III - Un droit politique global
Il est parfois de bon ton de relever une fissure relativement récente au sein de la communauté des constitutionnalistes de part et d’autre de laquelle s’opposeraient les tenants d’un droit constitutionnel enrichi de l’apport jurisprudentiel de la justice constitutionnelle à ceux qui, en réaction à un tel tropisme contentieux, chercheraient à attirer l’attention sur la seule dimension politique de la discipline. En mettant en garde leurs pairs contre le « piège du droit constitutionnel » , les promoteurs du droit politique relativiseraient l’importance de l’aspect jurisprudentiel du droit constitutionnel qui ne serait que la face émergée de l’iceberg constitutionnel sous laquelle vivrait le vrai droit constitutionnel, celui des profondeurs et de l’activité des acteurs politiques dont la régularité plus ou moins ferme constituerait ce que les anglo-saxons appellent les conventions de la Constitution. Aux termes de cette mise en garde, la surestimation de la dimension contentieuse de la discipline éloignerait le constitutionnaliste de la vérité de son objet et la technicisation des enjeux constitutionnels qu’elle entraine le conduirait à oublier le droit constitutionnel, à l’instar de la raison instrumentale dont Heidegger redoutait qu’elle broie l’homme et le plonge dans l’oubli de l’être.

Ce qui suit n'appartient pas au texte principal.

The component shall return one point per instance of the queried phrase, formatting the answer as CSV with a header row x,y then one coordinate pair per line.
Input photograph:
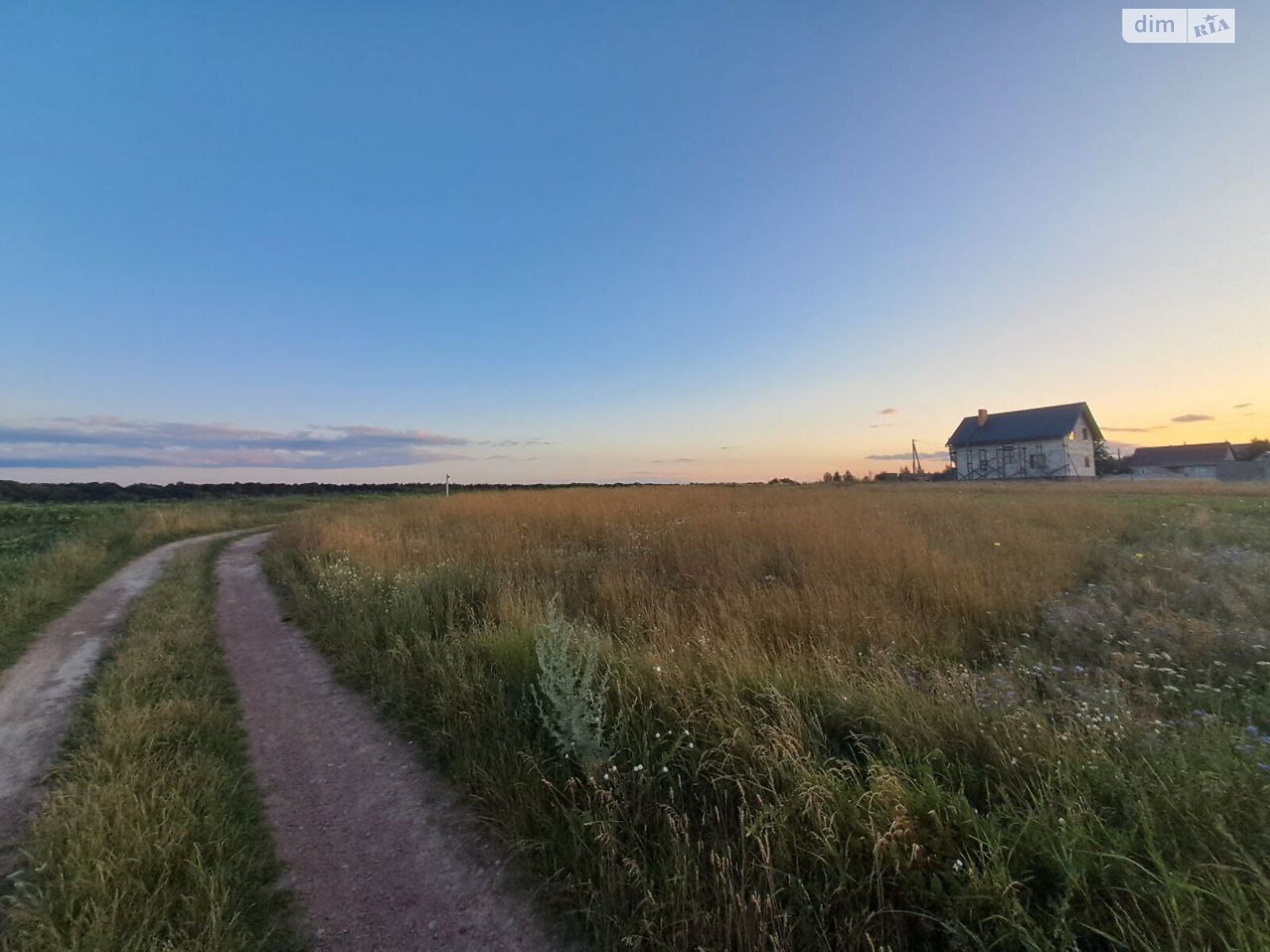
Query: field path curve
x,y
38,692
380,850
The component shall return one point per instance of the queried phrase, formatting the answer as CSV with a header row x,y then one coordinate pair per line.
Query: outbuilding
x,y
1193,461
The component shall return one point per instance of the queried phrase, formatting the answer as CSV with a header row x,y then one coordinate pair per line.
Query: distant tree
x,y
1105,463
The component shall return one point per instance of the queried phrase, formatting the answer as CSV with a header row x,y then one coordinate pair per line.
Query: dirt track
x,y
380,850
38,693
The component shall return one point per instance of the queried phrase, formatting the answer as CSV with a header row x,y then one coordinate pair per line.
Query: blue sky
x,y
615,241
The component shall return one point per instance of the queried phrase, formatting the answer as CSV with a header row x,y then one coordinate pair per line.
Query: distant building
x,y
1045,443
1191,461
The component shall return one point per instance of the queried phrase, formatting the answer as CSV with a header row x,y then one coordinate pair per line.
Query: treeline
x,y
13,492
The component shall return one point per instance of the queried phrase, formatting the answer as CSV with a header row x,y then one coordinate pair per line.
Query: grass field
x,y
50,555
835,717
152,835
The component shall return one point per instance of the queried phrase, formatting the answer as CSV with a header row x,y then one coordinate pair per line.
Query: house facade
x,y
1047,442
1191,461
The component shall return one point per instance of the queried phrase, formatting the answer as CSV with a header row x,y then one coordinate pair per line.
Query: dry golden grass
x,y
835,717
752,573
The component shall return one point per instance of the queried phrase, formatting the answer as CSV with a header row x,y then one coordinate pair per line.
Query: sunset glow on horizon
x,y
721,243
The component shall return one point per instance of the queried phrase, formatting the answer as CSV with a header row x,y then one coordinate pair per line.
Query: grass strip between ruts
x,y
152,835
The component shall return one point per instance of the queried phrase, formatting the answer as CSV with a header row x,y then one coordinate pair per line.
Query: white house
x,y
1048,443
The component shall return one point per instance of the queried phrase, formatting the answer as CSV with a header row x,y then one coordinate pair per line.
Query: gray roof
x,y
1022,425
1185,455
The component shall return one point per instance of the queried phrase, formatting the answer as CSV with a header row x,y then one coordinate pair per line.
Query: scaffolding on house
x,y
997,465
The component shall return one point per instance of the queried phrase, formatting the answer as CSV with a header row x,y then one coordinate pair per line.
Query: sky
x,y
653,241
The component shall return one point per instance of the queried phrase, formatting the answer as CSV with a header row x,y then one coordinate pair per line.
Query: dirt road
x,y
381,852
38,693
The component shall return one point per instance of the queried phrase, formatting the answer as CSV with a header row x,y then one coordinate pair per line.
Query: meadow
x,y
1007,717
152,835
50,555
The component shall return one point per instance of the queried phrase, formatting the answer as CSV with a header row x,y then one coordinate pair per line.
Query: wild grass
x,y
50,555
152,835
836,717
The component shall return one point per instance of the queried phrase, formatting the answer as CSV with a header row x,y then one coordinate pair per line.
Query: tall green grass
x,y
152,835
833,719
50,555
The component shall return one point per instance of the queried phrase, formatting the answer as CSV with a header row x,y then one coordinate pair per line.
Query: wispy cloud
x,y
80,443
907,456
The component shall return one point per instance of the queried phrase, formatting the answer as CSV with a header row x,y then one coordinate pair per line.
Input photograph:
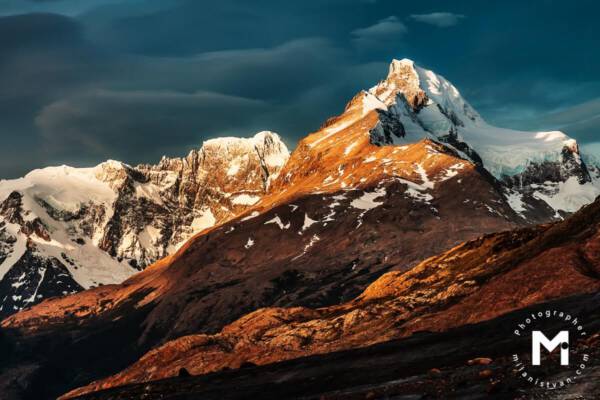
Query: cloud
x,y
379,35
390,26
439,19
581,121
134,125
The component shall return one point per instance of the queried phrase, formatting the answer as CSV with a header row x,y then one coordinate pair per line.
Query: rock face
x,y
476,281
100,225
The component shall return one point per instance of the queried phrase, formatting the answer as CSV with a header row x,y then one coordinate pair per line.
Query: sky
x,y
82,81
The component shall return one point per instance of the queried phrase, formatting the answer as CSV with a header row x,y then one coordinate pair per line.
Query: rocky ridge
x,y
101,225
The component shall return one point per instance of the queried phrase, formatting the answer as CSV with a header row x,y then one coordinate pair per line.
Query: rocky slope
x,y
100,225
476,281
469,362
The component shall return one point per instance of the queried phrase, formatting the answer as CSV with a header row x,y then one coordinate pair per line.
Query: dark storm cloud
x,y
133,79
107,123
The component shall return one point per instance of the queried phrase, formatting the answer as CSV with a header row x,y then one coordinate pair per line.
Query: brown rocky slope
x,y
478,280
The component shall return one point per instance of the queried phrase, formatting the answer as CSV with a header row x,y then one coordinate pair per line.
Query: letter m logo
x,y
538,339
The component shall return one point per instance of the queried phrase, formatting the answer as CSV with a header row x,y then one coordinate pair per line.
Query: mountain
x,y
66,229
377,189
475,281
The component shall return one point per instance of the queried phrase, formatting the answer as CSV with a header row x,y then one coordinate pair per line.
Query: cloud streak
x,y
439,19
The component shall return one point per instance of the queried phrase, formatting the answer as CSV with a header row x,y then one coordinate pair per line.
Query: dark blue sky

Jean-Jacques Sueur n’attise pas les braises de cette confrontation car son texte ne rend pas le droit politique incompatible avec la question de la juridicité qui intéresse au plus haut point les constitutionnalistes attachés à la dimension contentieuse de leur discipline. Chez lui, le droit politique est « pratiqué » avec la même distance qu’observent ces derniers vis-à -vis de la traditionnelle souveraineté de l’élu ou de celle du professionnel de la politique dont il mesure la crise actuelle et le relatif déclassement dans un monde contemporain où le droit et les juges exercent leur empire. Un empire dont il prend acte et qu’il nous appartient, d’après lui, de comprendre sans le surestimer. Plus généralement, l’auteur est bien conscient de l’érosion de la puissance de l’État dont il propose de redéfinir les contours. Son incursion en droit économique lui permet en effet d’éclaircir certains concepts, certaines polémiques autour de la question de « l’État sans souveraineté ». S’appuyant, de façon érudite, sur des auteurs relativement absents de la bibliographie des manuels de droit constitutionnel à l’instar d’André Vianès, de Charles-André Morand, de Patrick Hassenteufel et bien évidemment Michel Foucault, Jean-Jacques Sueur aborde dans de substantiels développements, les concepts de gouvernementalité et de gouvernance, pour conclure qu’à la faveur de la régulation de l’économie et de la privatisation des services publics, qu’une habitude de penser invite trop facilement à regarder comme les symptômes d’un recul de la puissance publique, l’État demeure toujours présent. Mais sa présence ne se manifeste plus par l’exercice monopolistique du pouvoir au moyen d’organes centralisés ; elle est celle d’une pratique, d’une manière de gouverner voire d’un art. Citant Foucault dans son cours au Collège de France, Jean-Jacques Sueur s’interroge : « Et si l’État n’était pas autre chose qu’une manière de gouverner ? » (p. 139). Le droit politique existe bel et bien si l’on admet, avec notre auteur, que son assise, l’État post-moderne, a évolué selon une orientation qui accorde au droit davantage d’autonomie par rapport au pouvoir qu’à l’époque où triomphait le « modèle Weber-Kelsen » (p. 329).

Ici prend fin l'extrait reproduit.